Hacía cuatro años que no sabía nada de ella. Se fue con su embarazo a otro lugar, sin decir por qué. La extrañaba, la extrañaba cada día que pasaba, no había momento en que no pensase en ella y en el sonido de su risa. Pero algo me hacía mantener la esperanza de que un día sonase el teléfono y su voz estuviese en el otro lado del auricular, o, que al abrir la puerta de casa pudiese sentirla de nuevo aquí.
Ese día me dirigía a un rumbo nuevo, necesitaba cambiar de aires por unas horas, aunque ella permanecería en mis pensamientos y en mi corazón.
Hacía un tiempo me dijeron que los parques de Endurce son preciosos y por eso me subí al tren que me llevaría hasta allí, pese a que no pudiese ver su naturaleza, sí podría disfrutar del sonido de los pájaros, del puro olor a hierba mojada, del frescor del agua de la fuente...
Subí en el último vagón al principio de éste, en un asiento de dos, cara a la puerta que accedía al anterior vagón. El sonido de ese viejo tren perturbaba mis oídos y tan solo podía escuchar lo que pasaba alrededor de mi asiento, no sabía si habría alguien más, más atrás.
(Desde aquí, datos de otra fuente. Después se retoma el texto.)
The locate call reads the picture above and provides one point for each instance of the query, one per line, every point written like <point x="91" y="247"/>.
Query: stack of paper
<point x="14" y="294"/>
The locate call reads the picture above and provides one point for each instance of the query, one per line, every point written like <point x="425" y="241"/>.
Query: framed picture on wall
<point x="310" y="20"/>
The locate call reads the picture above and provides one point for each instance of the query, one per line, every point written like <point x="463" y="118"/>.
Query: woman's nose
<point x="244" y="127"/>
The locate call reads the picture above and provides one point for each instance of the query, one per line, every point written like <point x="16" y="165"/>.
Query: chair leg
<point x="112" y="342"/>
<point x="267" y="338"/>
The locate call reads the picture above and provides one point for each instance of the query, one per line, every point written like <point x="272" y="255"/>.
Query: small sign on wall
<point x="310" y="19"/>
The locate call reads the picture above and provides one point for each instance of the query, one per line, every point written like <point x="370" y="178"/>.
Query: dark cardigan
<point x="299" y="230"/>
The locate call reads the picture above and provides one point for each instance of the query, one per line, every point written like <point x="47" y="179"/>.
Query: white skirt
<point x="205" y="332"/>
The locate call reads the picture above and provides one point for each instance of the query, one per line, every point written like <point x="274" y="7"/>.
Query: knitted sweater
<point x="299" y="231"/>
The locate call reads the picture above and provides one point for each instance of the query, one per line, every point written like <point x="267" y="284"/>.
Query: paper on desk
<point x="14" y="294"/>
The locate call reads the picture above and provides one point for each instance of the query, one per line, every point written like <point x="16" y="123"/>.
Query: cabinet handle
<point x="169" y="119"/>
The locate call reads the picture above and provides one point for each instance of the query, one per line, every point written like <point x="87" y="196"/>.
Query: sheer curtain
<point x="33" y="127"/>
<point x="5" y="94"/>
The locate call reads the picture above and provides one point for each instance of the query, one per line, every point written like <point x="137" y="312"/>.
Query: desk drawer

De pronto, el correteo de un niño pequeño se iba acercando, podía escuchar como imitaba el sonido de despegue de un avión, supuse que llevaría uno de juguete en sus manos. ‘Daniel, Daniel ven aquí, no corras, ven, toma el bocadillo, no has almorzado nada’. ¡Era ella, era ella, sin duda era ella! ‘Rebeca, Rebeca’ chillé sin girarme. Pero nadie contestó. Repetí de nuevo ‘Rebeca, Rebeca’ con un tono más fuerte y, esta vez, me giré. ‘Mamá, ¿por qué chilla tu nombre?’ oí como le decía el pequeño. ‘Rebeca, por favor, sé que eres tú’ y me levanté con la intención de que ella se acercara y sé acercó: ‘mamá, lo siento pero me voy, no quiero volver a toparme contigo jamás’. Y le dije: ‘Abrázame por favor y déjame besar a mi nieto’. Se fue. Y yo, a los pocos días, morí de pena.